"We apologize. We are sorry," Rev. Hernando Co-ronel, CBCP secretary general and spokesman, told a press conference yesterday at the CBCP offices in Intramuros, Manila.
It was the first time the Philippine Catholic episcopacy acknowledged that some Filipino priests have also been accused of and sometimes defrocked for sex-related misdemeanors.
While Coronel claimed the CBCP had no statistics on such cases, he said the cases were not as many or as grave as those reportedly committed in the US.
He cited differences in cases of sexual abuse committed in the US and those in the Philippines.
"In the Philippines, news travels fast. If a priest falls, the bishop acts," he said, apparently referring to the supposedly delayed action taken by American bishops on clerical sexual abuses committed in their dioceses.
"I believe that our bishops and our religious superiors are responding to cases concerning the moral conduct of priests... We believe that these cases represent a few cases only, a minority," he added.

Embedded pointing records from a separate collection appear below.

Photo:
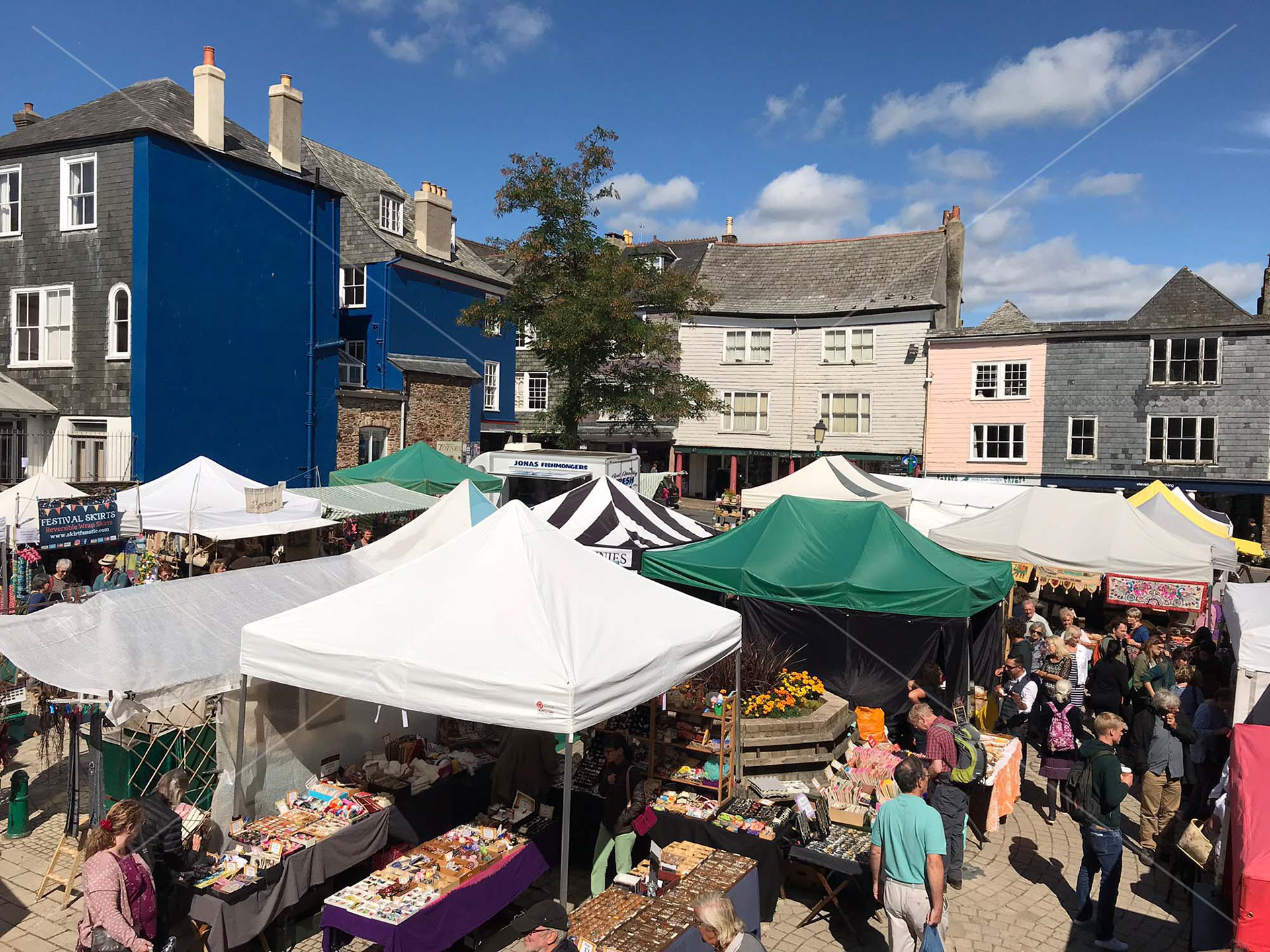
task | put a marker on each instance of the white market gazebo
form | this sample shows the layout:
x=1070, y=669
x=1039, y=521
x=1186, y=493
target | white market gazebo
x=832, y=477
x=204, y=498
x=512, y=623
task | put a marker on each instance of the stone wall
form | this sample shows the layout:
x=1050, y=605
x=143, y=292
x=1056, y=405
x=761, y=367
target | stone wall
x=365, y=408
x=437, y=408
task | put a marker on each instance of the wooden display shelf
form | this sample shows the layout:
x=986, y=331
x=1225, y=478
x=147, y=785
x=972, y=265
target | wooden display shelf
x=713, y=789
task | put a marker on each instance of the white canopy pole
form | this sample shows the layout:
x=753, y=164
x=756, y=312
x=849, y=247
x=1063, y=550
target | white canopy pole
x=239, y=796
x=564, y=823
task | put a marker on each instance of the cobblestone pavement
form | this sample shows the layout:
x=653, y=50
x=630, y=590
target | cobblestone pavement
x=1019, y=889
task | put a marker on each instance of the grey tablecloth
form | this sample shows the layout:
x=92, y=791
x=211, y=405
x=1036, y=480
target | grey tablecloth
x=238, y=923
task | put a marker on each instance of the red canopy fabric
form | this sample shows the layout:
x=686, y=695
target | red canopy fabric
x=1250, y=837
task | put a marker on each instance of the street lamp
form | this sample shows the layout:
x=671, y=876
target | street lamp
x=818, y=434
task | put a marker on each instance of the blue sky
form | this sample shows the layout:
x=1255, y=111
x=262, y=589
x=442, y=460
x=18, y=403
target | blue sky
x=804, y=121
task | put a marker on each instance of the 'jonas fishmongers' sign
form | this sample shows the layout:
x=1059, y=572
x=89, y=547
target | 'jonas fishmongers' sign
x=80, y=521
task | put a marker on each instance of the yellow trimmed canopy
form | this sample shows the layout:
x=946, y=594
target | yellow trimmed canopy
x=1179, y=502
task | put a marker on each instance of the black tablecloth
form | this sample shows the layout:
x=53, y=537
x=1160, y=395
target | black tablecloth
x=770, y=853
x=836, y=863
x=239, y=922
x=443, y=807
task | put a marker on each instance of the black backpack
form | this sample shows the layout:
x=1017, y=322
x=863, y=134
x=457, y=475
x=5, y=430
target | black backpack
x=1079, y=793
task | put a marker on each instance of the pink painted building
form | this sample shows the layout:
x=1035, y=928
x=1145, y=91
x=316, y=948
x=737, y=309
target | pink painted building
x=986, y=399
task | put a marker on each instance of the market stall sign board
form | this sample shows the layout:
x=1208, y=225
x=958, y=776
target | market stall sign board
x=80, y=521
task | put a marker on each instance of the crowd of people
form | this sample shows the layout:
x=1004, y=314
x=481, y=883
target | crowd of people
x=1124, y=711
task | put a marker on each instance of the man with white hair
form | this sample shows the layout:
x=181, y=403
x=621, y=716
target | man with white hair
x=545, y=927
x=1159, y=749
x=63, y=578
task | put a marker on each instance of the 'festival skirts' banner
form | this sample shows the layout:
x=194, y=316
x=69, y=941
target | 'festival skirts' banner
x=79, y=521
x=1158, y=593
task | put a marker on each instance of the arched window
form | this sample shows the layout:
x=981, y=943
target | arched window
x=371, y=444
x=120, y=323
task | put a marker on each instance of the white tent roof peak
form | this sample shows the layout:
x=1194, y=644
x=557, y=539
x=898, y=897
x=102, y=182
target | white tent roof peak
x=832, y=477
x=1093, y=532
x=206, y=499
x=511, y=623
x=124, y=640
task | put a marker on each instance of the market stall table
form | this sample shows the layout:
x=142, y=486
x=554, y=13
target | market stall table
x=822, y=863
x=238, y=920
x=447, y=920
x=626, y=922
x=994, y=797
x=446, y=804
x=767, y=853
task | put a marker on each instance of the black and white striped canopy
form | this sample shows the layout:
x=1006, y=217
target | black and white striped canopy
x=605, y=513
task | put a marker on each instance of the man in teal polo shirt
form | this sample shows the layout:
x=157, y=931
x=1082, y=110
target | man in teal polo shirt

He said there was also a difference in the nature of the offense of the sexually abusive priest.
Coronel noted that while most clerical abuses in the US involve pedophilia, homosexuality and paternity are most frequent cases among erring Filipino priests.
He admitted, however, that there are also similarities between the sanctions imposed by Filipino and American bishops, like re-assigning an offending priests instead of turning him over to the police.
"Minsan may mga behavior na nagre-recur talaga (Sometimes there are behaviors that really recur) because of the tensions and pressures of being a priest. Sometimes, we send them to treatment centers in the US," the monsignor said.
Coronel urged people who have been or are being victimized by reprobate priests to file formal complaints but insisted that these matters be taken up before the priests bishop or archbishop.
"This (complaints) should be brought to the bishop. The church has its own canonical or church procedure. Whether criminal or not, we will make a church procedure," Coronel said, stressing, however, that the church would "not stand in the way of justice."
He said the CBCP Episcopal Commission on Clergy has been preparing guidelines and diocesan protocols on handling cases of erring priests. The commission started working on the guidelines and protocols when the Dagupan Archbishop was CBCP president in the mid-1990s.
Incumbent CBCP president and Cotabato Archbishop Orlando Quevedo has directed the commission to finish the guidelines by July next year.
"Even without the diocesan protocol, they are acting on it. Archbishop Quevedo has a time frame," he said, noting that although there are priests who are now being trained to study such cases, it still takes some time to cover all the 80 ecclesiastical territories in the country.
He said the dioceses will have to finalize their inputs before the entire church sets its collective protocol but churchmen even act without them.
"Kung meron pumutok na kaso, nagre-reach out kaagad kami sa biktima. (When a case comes up, we immediately reach out to the victim.) We will not stand in the way," he said.
Meanwhile, Manila Auxiliary Bishop Socrates Villegas, spokesman for Manila Archbishop Jaime Cardinal Sin, appealed to the public not to castigate the entire Catholic Church for the mistakes of a few priests.
Villegas noted that about five percent of the clergy are "very good, holy and exemplary priests."
"On the other hand, 1.6 percent or even lower are errant priests. The greater majority which comprises more than 90 percent are struggling hard to be good, praying hard to God and serving quietly their people," Villegas said.